TTV: Did you go anywhere while in Tulsa last time?
JC: We didn’t get to do a whole lot, but I do recall going to a really great coffee shop down the street from there. I forget what it was called.
JC: Yeah, yeah! That’s exactly the name. Great place.
TTV: How has this tour been going, so far?
JC: A lot of these next few shows right now are “radio shows” and are kind of mixed with a hodge-podge of bands so we’re playing with bands that we probably wouldn’t normally be playing with. Not that we wouldn’t associate with these bands but we’re kind of playing with bands that wouldn’t necessarily fit on the same bill. But ah, man...it’s been fantastic. [We’ve] been on the road for almost three months. We did a headline tour across the states, every show was sold out and then three weeks in Europe, sold out every show there. Now we’re doing a short radio run, then more headlining shows in the states.
I just feel super blessed that we get to do what we do and that people are enjoying it.
TTV: Do you feel having a live drummer and others instead of just you and Sarah helps? Does it add to the live performance?
JC: Yeah, absolutely. Aside from having a live drummer, the other guy is a multi-instrumentalist, not just keyboards; he’ll do extra guitars in certain parts, and Sarah plays synth and also a little bit of guitar and a little bit of bass guitar, as well. I play mostly guitar and a little bit of a MPC sampler.
And we do improvise a bit. I don't always play the same thing on guitar each night. I mean, I'm no Jimi Hendrix but I switch things up. You kind of have to to keep things interesting.
TTV: The single “You Don't Get Me High Anymore” is one of those songs that’s on the radio every time you turn it on.
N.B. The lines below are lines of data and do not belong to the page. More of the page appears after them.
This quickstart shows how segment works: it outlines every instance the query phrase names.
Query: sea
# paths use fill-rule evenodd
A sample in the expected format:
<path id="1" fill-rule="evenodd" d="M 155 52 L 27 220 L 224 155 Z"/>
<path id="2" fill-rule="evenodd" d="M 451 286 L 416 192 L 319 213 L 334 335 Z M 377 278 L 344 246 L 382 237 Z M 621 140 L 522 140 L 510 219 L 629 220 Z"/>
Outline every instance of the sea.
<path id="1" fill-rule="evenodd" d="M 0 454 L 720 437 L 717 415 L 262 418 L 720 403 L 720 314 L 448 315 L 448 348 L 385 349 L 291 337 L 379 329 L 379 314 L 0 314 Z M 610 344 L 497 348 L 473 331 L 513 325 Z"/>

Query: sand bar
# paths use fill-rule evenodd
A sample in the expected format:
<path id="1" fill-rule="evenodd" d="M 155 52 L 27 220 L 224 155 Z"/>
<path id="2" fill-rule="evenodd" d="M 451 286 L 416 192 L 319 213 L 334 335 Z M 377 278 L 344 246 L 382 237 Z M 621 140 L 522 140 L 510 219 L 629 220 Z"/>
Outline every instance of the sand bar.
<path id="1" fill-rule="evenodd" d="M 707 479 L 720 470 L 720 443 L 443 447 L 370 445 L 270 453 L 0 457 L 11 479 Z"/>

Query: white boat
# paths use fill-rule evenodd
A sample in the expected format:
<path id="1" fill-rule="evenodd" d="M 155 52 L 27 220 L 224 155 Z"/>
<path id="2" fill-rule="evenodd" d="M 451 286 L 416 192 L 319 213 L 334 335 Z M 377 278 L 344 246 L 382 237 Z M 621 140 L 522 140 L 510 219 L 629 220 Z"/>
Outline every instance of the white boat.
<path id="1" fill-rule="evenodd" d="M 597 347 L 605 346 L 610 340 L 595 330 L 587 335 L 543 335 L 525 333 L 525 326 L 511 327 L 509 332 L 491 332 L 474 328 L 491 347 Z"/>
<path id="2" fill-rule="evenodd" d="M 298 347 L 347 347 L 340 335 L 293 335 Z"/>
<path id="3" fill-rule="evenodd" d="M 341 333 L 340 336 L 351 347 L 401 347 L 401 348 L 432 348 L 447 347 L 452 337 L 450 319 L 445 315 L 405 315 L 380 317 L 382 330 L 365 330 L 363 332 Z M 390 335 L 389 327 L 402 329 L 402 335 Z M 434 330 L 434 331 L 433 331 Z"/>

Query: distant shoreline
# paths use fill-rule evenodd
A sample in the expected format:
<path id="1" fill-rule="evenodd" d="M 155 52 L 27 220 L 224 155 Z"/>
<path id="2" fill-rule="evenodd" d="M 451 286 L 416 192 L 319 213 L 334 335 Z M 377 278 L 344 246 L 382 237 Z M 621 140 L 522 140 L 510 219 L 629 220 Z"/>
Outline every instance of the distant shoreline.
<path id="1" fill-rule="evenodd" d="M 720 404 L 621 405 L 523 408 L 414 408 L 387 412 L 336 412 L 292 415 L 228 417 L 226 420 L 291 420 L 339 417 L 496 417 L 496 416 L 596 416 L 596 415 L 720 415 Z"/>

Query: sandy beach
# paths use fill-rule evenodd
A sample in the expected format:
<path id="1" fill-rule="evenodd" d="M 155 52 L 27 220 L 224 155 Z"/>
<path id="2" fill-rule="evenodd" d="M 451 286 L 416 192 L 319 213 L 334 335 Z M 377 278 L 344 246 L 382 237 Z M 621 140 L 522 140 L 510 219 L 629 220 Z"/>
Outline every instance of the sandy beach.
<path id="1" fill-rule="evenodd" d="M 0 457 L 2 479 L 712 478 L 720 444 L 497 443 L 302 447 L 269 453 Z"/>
The rock band PUP recently covered it; I wonder how you feel when bands/artists cover your stuff?
JC: It’s flattering. I mean, if anybody wants to cover us, whether it’s a big band or kids in the garage next door, if anybody wants to cover us, it’s always flattering, for sure.
TTV: Has there been a moment in your career where you feel you've “made it” or met some of your goals?
JC: Yeah, I feel like we’ve grown very organically and toured our asses off. I guess some personal highlights for me were the first time we did Fallon and maybe playing the Hollywood Bowl and Madison Square Garden. Stuff like that. But it’s all been a natural kind of growth and so I try to not take anything for granted. As long as I get to do this I’m a happy fellow.
Also, another reason I feel very blessed and stoked is that there are a lot of bands that we’ve always looked up to, or bands that we really respect and like [that] are now big fans of us. It’s validating in a way. Makes you feel like you’re on the right track.
TTV: Do you still get “high” performing live or have you built up a tolerance to it?
JC: Oh, yeah I always get “high” when performing live. I went through a phase a few years ago where I just hated playing live. I hated touring. And still now, I consider myself more, umm—I love being creative and creating music in my home studio—but then something kind of changed in my life. I’m not exactly sure what it was, per se, but I really love playing live shows now. I think maybe it took a little bit of time to get used to it. I’m not necessarily the most outgoing person all the time, so maybe that’s part of why I used to not like touring. But I love it now.
TTV: Your last show in Tulsa was a high-energy blast. Can we expect the same?
JC: We pride ourselves on our live shows and the passion and energy we put into them. We are gonna come and kick everyone’s ass, for sure.